Here’s another example:

from specification_curve import specification_curve as specy
import numpy as np
import pandas as pd
n_samples = 300
np.random.seed(1332)
x_1 = np.random.random(size=n_samples)
x_2 = np.random.random(size=n_samples)
x_3 = np.random.random(size=n_samples)
x_4 = np.random.randint(2, size=n_samples)
y = (0.8*x_1 + 0.1*x_2 + 0.5*x_3 + x_4*0.6 +
     + 2*np.random.randn(n_samples))
df = pd.DataFrame([x_1, x_2, x_3, x_4, y],
                  ['x_1', 'x_2', 'x_3', 'x_4', 'y']).T
# Set x_4 as a categorical variable
df['x_4'] = df['x_4'].astype('category')
sc = specy.SpecificationCurve(df, 'y', 'x_1', ['x_2', 'x_3', 'x_4'],
                              cat_expand=['x_4'])
sc.fit()
sc.plot()

Features

These examples use the first set of example data:

from specification_curve import specification_curve as specy
from specification_curve import example as scdata
df = scdata.load_example_data1()
  • Expand fixed effects into mutually exclusive groups using cat_expand

y_endog = 'y1'
x_exog = 'x1'
controls = ['c1', 'c2', 'group1', 'group2']
sc = specy.SpecificationCurve(df, y_endog, x_exog, controls,
                              cat_expand=['group1', 'group2'])
sc.fit()
sc.plot()
  • Mutually exclude two variables using exclu_grp

y_endog = 'y1'
x_exog = 'x1'
controls = ['c1', 'c2', 'group1', 'group2']
sc = specy.SpecificationCurve(df, y_endog, x_exog, controls,
                                  exclu_grps=[['c1', 'c2']])
sc.fit()
sc.plot()
  • Use multiple independent or dependent variables

x_exog = ['x1', 'x2']
y_endog = 'y1'
controls = ['c1', 'c2', 'group1', 'group2']
sc = specy.SpecificationCurve(df, y_endog, x_exog, controls)
sc.fit()
sc.plot()
  • Save plots to file (format is inferred from file extension)

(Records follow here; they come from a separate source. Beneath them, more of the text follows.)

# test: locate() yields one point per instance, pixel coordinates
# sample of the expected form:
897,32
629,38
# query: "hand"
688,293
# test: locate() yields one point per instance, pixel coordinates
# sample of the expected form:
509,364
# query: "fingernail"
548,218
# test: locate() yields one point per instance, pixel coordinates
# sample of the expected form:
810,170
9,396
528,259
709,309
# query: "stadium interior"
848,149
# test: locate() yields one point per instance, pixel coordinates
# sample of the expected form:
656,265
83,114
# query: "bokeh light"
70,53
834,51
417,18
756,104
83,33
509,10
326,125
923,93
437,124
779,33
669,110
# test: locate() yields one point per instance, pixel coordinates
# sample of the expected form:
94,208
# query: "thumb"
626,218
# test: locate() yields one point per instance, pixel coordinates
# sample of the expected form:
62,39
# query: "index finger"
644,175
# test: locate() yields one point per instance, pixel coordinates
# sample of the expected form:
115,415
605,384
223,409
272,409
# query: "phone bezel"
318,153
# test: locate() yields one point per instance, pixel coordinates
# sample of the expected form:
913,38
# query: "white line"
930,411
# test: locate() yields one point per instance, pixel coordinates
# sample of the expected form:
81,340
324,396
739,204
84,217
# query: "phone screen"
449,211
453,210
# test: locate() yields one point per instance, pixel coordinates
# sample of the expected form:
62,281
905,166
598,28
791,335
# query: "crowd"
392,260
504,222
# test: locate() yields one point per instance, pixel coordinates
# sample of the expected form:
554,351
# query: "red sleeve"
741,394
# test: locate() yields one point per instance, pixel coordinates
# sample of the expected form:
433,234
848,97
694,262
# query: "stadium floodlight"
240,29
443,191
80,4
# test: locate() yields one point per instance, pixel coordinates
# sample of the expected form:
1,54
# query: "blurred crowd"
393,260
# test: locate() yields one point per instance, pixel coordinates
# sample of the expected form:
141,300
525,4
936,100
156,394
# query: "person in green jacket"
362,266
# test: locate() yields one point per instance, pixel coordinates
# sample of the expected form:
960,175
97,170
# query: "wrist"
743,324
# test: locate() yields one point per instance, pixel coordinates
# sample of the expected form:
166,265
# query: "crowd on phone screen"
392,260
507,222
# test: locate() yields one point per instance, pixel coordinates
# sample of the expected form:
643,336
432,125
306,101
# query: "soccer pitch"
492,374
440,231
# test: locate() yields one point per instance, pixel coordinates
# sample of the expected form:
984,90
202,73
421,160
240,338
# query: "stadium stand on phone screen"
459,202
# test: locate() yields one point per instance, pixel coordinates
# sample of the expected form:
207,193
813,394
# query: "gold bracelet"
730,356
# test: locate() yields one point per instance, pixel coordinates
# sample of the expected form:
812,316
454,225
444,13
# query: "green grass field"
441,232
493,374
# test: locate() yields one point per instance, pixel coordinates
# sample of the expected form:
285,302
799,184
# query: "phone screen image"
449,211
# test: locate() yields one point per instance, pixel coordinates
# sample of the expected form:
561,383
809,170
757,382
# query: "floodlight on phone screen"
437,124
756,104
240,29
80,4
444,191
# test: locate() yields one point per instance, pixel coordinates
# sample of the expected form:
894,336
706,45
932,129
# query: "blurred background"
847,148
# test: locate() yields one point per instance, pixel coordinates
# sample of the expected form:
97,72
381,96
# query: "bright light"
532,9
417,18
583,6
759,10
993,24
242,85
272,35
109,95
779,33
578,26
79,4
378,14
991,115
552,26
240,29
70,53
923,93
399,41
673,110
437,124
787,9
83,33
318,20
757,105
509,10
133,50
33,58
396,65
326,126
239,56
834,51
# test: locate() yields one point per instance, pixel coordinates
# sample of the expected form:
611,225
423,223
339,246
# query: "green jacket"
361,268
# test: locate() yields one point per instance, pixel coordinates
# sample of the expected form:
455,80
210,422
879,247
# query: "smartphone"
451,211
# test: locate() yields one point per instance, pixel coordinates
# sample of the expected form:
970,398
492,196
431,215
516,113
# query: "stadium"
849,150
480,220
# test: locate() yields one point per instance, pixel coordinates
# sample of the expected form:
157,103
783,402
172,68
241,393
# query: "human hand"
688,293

sc = specy.SpecificationCurve(df, y_endog, x_exog, controls,
                                  cat_expand=['group1'])
sc.fit()
sc.plot(save_path='test_fig.pdf')
  • Specification results stored in output DataFrame df_r

sc = specy.SpecificationCurve(df, y_endog, x_exog, controls)
sc.fit()
print(sc.df_r)
  • Other statsmodels estimators (OLS is the default) can be used

import numpy as np
import pandas as pd
import statsmodels.api as sm
n_samples = 1000
x_2 = np.random.randint(2, size=n_samples)
x_1 = np.random.random(size=n_samples)
x_3 = np.random.randint(3, size=n_samples)
x_4 = np.random.random(size=n_samples)
x_5 = x_1 + 0.05*np.random.randn(n_samples)
x_beta = -1 + 3.5*x_1 + 0.2*x_2 + 0.3*x_3
prob = 1/(1 + np.exp(-x_beta))
y = np.random.binomial(n=1, p=prob, size=n_samples)
y2 = np.random.binomial(n=1, p=prob*0.98, size=n_samples)
df = pd.DataFrame([x_1, x_2, x_3, x_4, x_5, y, y2],
                  ['x_1', 'x_2', 'x_3', 'x_4', 'x_5', 'y', 'y2']).T
y_endog = ['y', 'y2']
x_exog = ['x_1', 'x_5']
controls = ['x_3', 'x_2', 'x_4']
sc = specy.SpecificationCurve(df, y_endog, x_exog, controls,
                              cat_expand='x_3')
sc.fit(estimator=sm.Logit)  # sm.Probit also works
sc.plot()
  • The style of specification plot flexes for very large numbers of specifications

n_samples = 400
# Number of dimensions of continuous
# random variables
n_dim = 8
c_rnd_vars = np.random.random(size=(n_dim, n_samples))
c_rnd_vars_names = [f'c_{i}' for i in range(np.shape(c_rnd_vars)[0])]
y_1 = (0.3*c_rnd_vars[0, :] +
       0.5*c_rnd_vars[1, :])
y_2 = y_1 + 0.05*np.random.randn(n_samples)
df = pd.DataFrame([y_1, y_2], ['y1', 'y2']).T
for i, col_name in enumerate(c_rnd_vars_names):
    df[col_name] = c_rnd_vars[i, :]
controls = c_rnd_vars_names[1:]
sc = specy.SpecificationCurve(df, ['y1', 'y2'], c_rnd_vars_names[0],
                              controls)
sc.fit()
sc.plot()
  • Always include regressors using the always_include keyword argument

df = scdata.load_example_data1()
x_exog = 'x1'
y_endog = 'y1'
controls = ['c2', 'group1', 'group2']
sc = specy.SpecificationCurve(df, y_endog, x_exog, controls,
                                always_include='c1')
sc.fit()
sc.plot()

Similar Packages

In RStats, there is specr (which inspired many design choices in this package) and spec_chart. Some of the example data in this package is the same as in specr.

Credits

This package was created with Cookiecutter and the audreyr/cookiecutter-pypackage project template.

History

0.2.6 (2021-05-05)

  • Updates of some dev packages

  • Release on Zenodo to create DOI

0.2.5 (2020-11-22)

  • Added option to always include some regressors

  • Added option to label preferred specification in plots

0.2.4 (2020-09-15)

  • Further fix to pick up example data

0.2.3 (2020-09-14)

  • Fixed examples

  • Bug fix for including csv data in pypi distribution

0.2.2 (2020-09-02)

  • More badges in readme

  • Dropped support for python 3.5

0.2.1 (2020-09-02)

  • Switched to object oriented design

  • Now supports range of statsmodels estimators!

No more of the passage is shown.